Para una fuga sencilla puedes necesitar una llave inglesa pequeña, guantes, un cubo, papel absorbente, juntas de repuesto, masilla de fontanero, cinta de teflón y silicona sanitaria. No hace falta comprar todo si ya has identificado el punto exacto de fuga. Elegir el material correcto vale más que acumular productos.

Evita estas soluciones temporales si buscas una reparación que aguante:

  • Cubrir una junta rota con silicona sin desmontarla.
  • Apretar con fuerza tuercas de plástico.
  • Usar cinta adhesiva sobre latiguillos o tubos presurizados.
  • Aplicar teflón sobre juntas de goma o conexiones sin rosca.
  • Ignorar una pequeña fuga dentro de un mueble cerrado.

Un parche puede servir para contener unas gotas mientras llega ayuda, pero no debe convertirse en una reparación definitiva.

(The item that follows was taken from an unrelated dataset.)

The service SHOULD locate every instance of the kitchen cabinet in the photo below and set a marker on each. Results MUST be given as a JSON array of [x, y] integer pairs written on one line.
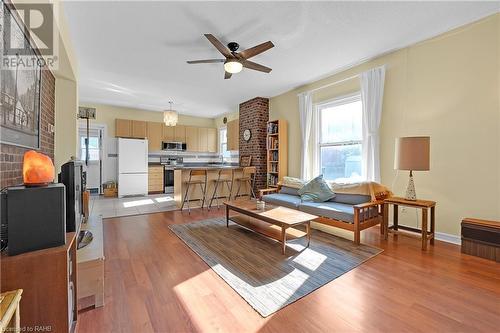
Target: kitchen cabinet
[[155, 178], [154, 135], [212, 140], [123, 128], [233, 134], [180, 133], [202, 139], [138, 129], [168, 133], [192, 138]]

El agua acumulada bajo un lavabo puede afectar a muebles, rodapiés, paredes cercanas e incluso al vecino de abajo en una vivienda con instalaciones compartidas.

Cuándo conviene llamar a un profesional

Hay fugas que se resuelven cambiando una junta y otras que indican un problema mayor. Solicita ayuda profesional si el tubo está agrietado, el desagüe está empotrado, el lavabo pierde aunque todas las uniones parezcan secas, hay olor persistente a desagüe o el mueble ya presenta madera hinchada y moho.

También conviene actuar rápido si no puedes cerrar correctamente la llave de paso, si el agua sale con presión o si la fuga afecta a un local, oficina, vivienda alquilada o comunidad. En estos casos, cortar el agua y documentar el daño con fotos puede evitar discusiones y costes mayores.

En Ciudad de México y Estado de México, Seeb puede coordinar un profesional verificado para revisar la instalación, localizar la fuga real y dejar el lavabo funcionando con garantía. Es una opción útil cuando necesitas resolverlo sin perder tiempo probando reparaciones que quizá no correspondan.

Comprueba la reparación antes de guardar todo

Cuando termines, seca otra vez todas las conexiones y deja correr agua fría y caliente. Llena parcialmente el lavabo y vacíalo de golpe para comprobar la válvula y el sifón con más caudal. Revisa también al cabo de media hora, porque algunas fugas lentas solo aparecen cuando la presión o el uso se mantienen.

No vuelvas a guardar productos de limpieza bajo el lavabo hasta confirmar que no hay humedad. Un espacio seco, una junta bien colocada y una revisión rápida cada cierto tiempo evitan que una gota pequeña termine siendo una reparación costosa.